Zach Bitter's Periodized Low Carb YouTube Play list
Jeff Browning on The Road to Fat Adpation
- My friend Tim Barnes website M360 Clinical Fitness and his book M360 Clinical Fitness
What is OFM
Success with OFM
Metabolic Efficiency Training (MET) by Bob Seebohar
Metabolic Efficiency – Becoming a “Better-Butter-Burner” by Sunny Blende, Sports Nutritionist
Bob Seebohar and Dina Griffin: Metabolic Efficiency (Not Just ‘Low Carb’) for Optimal Sports
Performance, What the Research Really Says, and More
Tim Noakes and the Case for Low Carb
Dr. Peter Brukner and LCHF
The Art and Science of Low Carbohydrate Performance by Volek and Phinney

Overview of Weeks Runs and Rides:
Plan early in the week was to ride about 200 miles this week with a mix of Zwift rides early in the week and a long ride outside Saturday Saturday  The Zwift part worked out as planned with the Saturday ride outside with the guys being short of the planned 100 but was a hardish 60 miles with 4300 feet of climbing.  When it came to running ran twice and about 5.2 miles for each at an easy pace as that was what worked the best for my foot.
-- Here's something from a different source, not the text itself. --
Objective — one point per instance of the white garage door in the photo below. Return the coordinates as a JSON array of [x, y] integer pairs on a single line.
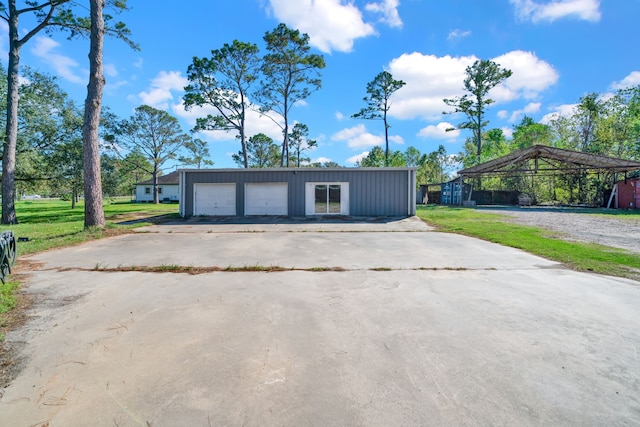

The rides this week were an easy low HR ride on Tuesday and then for Monday and Thursday rode the Tour of Watopia Rides, well they call them rides but they are fast as if they were races.  As usual I did some miles first to warmup then did both rides and a good pace.  For the first ride finished in the first third or so and the second one in the first quarter.  For Saturdays ride got together with a few other guys to ride a good 60 miler.  I had done this ride once before and it is a good ride as it has plenty of hills of all kinds from short rises as well as up to a 2 mile climb.  Add to the terrain a stiff headwind coming back and it made for a hard ride that we still did at a good pace.

As I stated above I got in 2 runs this week of about 5.2 miles each.  Ran them easy and had soreness in my ankle but not too bad.  Need to work at getting is all better but for the moment it seems to be heading in the correct direction.  On Sunday’s run I for sure felt Saturday ride but just ran an easy perceived effort (PE) run as forgot to put on my HRM but like to do these runs by feel as they work to get me to better really on know how I feel.  For at least the next month the goal is to keep the runs as they were this week – at or about 5 miles and easy.  This seems to be the distance where I. an get in a run with minimal discomfort.




Monday: Ride – 3.4 Miles Warmup  & 31.18 Miles TofW W/Cool Down - (Ttl – 34.58)
Tuesday: Ride – 35.21 Miles
Wednesday: Run –  5.21 Miles
Thursday: Ride – 6.84 Miles Warmup & 28.31 Miles for TofW W/Cool Down - (Ttl-  35.15)
Friday: Rest
Saturday: Ride – 60.18 Miles
Sunday:  Run – 5.24 Miles

Totals:
- Running Miles – 10. 4 Miles.
- Riding Miles – 165.1 Miles.
- Total Miles –  175.5 Miles
- Total Time –  9:31 Hours

Saturday’s Ride Fueling
Pre-Ride Fueling:

- Coffee with Coconut Oil and Butter, Collagen, Heavy Cream, Chocolate Primal Fuel (1 Scoop) & 1 Scoop SFuels-Life
- Vespa
- ½ Cup of Oatmeal and Raisins
- 1 Altred (Beetroot Extract)


- Also use the AMPHuman PR Lotion
- Total:  810.9 Cals & 48.6 gr Carbs

Ride Fueling;
- 1 24oz bottle with 2 scoops of SFuels Train and 1 24oz bottle of SFuels Race+
- 1 Altred at 1.5 hours
- 2  S!Caps at 2 hours
- 1 NutButter
- Totals: 410 Calories - Carbs- 21 g

The Week Ahead:
For the coming week will ride Monday and Tuesday indoors and look for about 35 miles each.  I may do a couple of the makeup Tour of Watopia rides but sort of depends how I feel.  The plan right now if for an afternoon gravel ride Thursday and hope the weather and work play along as will be good to get outside on some dirt as has been a while since I have ridden any gravel.  Then for the weekend I want a long ride in, from 60 – 100 miles, but where that will take place depends on the weather as right now, a week out, it is showing rain but that can change.

As far as running I will be running as I did this week with about 10 miles total in 2 days.  Will probably run Wednesday and then depending on how I feel will run Friday or Sunday.  The goal for running this month is simply to keep the legs moving so they are ready to run in May/June when I start working more towards Boston and some summer and fall races.